There are a number of soft corals that reefkeepers have had very little success with, especially those from the genus Dendronepthya. I have seen one aquarium that has indicated some success with this genus. Though I have mentioned this aquarium before, it is worth mentioning again. The aquarium is a standard 55-gallon. It contains live sand, two small powerheads for circulation and one 40-watt actinic fluorescent tube for illumination. There is no traditional reef aquarium filtration. The aquarium is filled with sponges, anemones, sea horses, banded pipefish and very healthy looking colonies of Dendronepthya and Scleronephthya soft corals. These corals are brilliantly colored and would certainly be prized by reefkeepers if it were possible to keep them alive in captivity.

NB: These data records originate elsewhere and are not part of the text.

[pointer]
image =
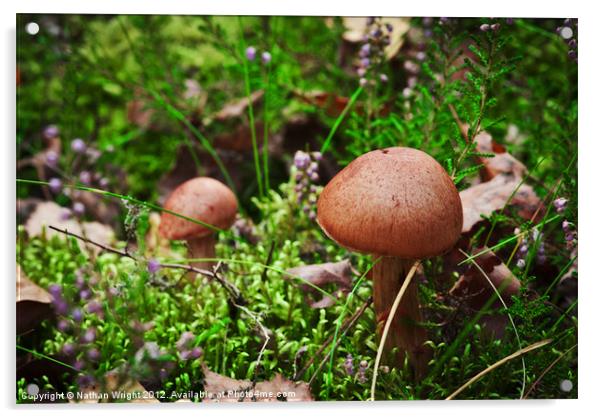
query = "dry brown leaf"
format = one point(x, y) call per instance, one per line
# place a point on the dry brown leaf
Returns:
point(356, 27)
point(476, 289)
point(502, 163)
point(322, 274)
point(117, 388)
point(486, 198)
point(50, 214)
point(33, 303)
point(221, 388)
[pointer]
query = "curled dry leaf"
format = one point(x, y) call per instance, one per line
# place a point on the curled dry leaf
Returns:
point(33, 303)
point(117, 388)
point(475, 290)
point(502, 163)
point(50, 214)
point(320, 275)
point(221, 388)
point(356, 28)
point(486, 198)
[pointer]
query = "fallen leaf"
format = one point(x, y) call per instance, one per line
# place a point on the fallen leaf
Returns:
point(502, 163)
point(49, 213)
point(320, 275)
point(33, 303)
point(221, 388)
point(116, 388)
point(485, 198)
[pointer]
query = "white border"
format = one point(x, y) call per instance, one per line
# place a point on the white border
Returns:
point(590, 156)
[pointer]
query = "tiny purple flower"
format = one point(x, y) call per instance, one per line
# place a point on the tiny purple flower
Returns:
point(68, 349)
point(89, 336)
point(63, 325)
point(153, 266)
point(77, 315)
point(266, 57)
point(51, 131)
point(301, 160)
point(250, 53)
point(93, 354)
point(55, 185)
point(78, 145)
point(85, 178)
point(52, 158)
point(79, 209)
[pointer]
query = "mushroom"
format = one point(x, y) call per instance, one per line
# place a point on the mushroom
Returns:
point(399, 205)
point(206, 200)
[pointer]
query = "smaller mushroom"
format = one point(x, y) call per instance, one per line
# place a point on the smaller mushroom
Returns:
point(206, 200)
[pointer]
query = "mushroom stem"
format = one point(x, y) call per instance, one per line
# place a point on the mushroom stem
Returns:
point(405, 333)
point(202, 247)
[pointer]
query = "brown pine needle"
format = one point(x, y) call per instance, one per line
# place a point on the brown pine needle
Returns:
point(393, 310)
point(498, 364)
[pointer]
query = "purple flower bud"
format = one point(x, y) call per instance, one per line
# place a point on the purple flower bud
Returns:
point(103, 182)
point(60, 306)
point(93, 354)
point(51, 131)
point(560, 204)
point(195, 353)
point(56, 290)
point(266, 57)
point(250, 53)
point(78, 146)
point(78, 364)
point(153, 266)
point(185, 339)
point(63, 325)
point(77, 315)
point(89, 336)
point(68, 349)
point(94, 307)
point(301, 160)
point(55, 185)
point(79, 209)
point(85, 177)
point(52, 158)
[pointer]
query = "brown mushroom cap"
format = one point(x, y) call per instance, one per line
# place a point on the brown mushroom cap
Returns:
point(202, 198)
point(394, 202)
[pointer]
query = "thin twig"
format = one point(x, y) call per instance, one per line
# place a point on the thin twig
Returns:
point(498, 364)
point(392, 313)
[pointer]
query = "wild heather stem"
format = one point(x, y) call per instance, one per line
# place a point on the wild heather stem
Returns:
point(405, 334)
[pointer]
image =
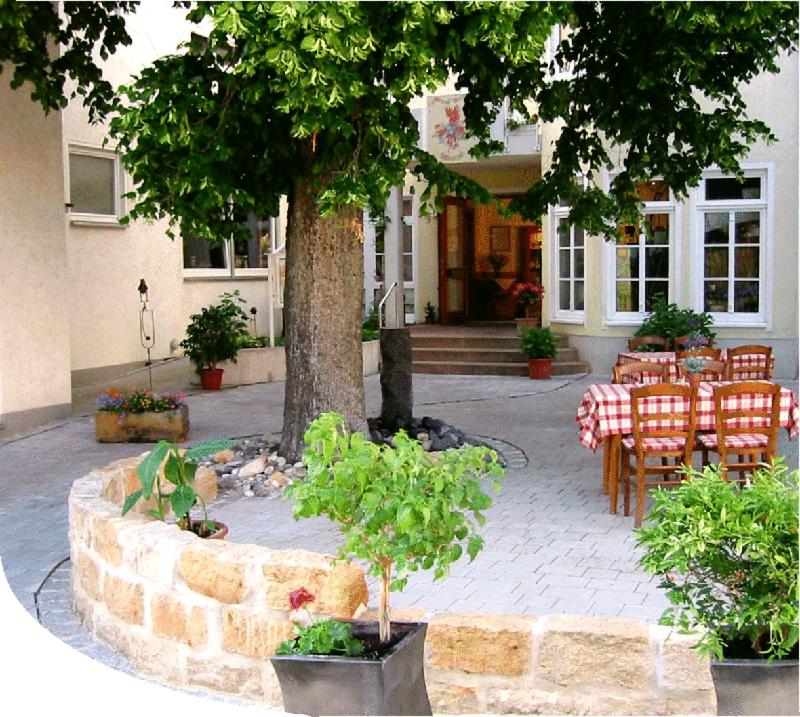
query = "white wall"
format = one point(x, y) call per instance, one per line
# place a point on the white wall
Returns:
point(34, 311)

Most aquarists today believe the difficulty in keeping these animals centers around feeding. Peter Wilkens has had some success by stirring the gravel/sand bed daily (see The Reef Aquarium, Volume Two by J. Charles Delbeek and Julian Sprung, pages 20 to 21, for more details). Additionally, preliminary studies by scientists indicate that these corals feed exclusively on phytoplankton, but that density, planktonic size and current may also be critical factors affecting their ability to feed. Tom Mars, a part-time employee at House of Finns in the U.S., is the one primarily responsible for maintaining this 55-gallon aquarium. Tom attributes his success to an unusual feeding technique he has been using. Every day he dumps a phytoplankton “soup,” along with brine shrimp nauplii, into the aquarium, where it is circulated by the two small powerheads. After about two to three hours the soup is completely removed by a large micronite filter. Without the use of the micronite filter the aquarium would become polluted. He is also convinced that low light is essential for success with these animals. Too much light allows algae to overgrow the sponges and other animals, interfering with respiration and feeding.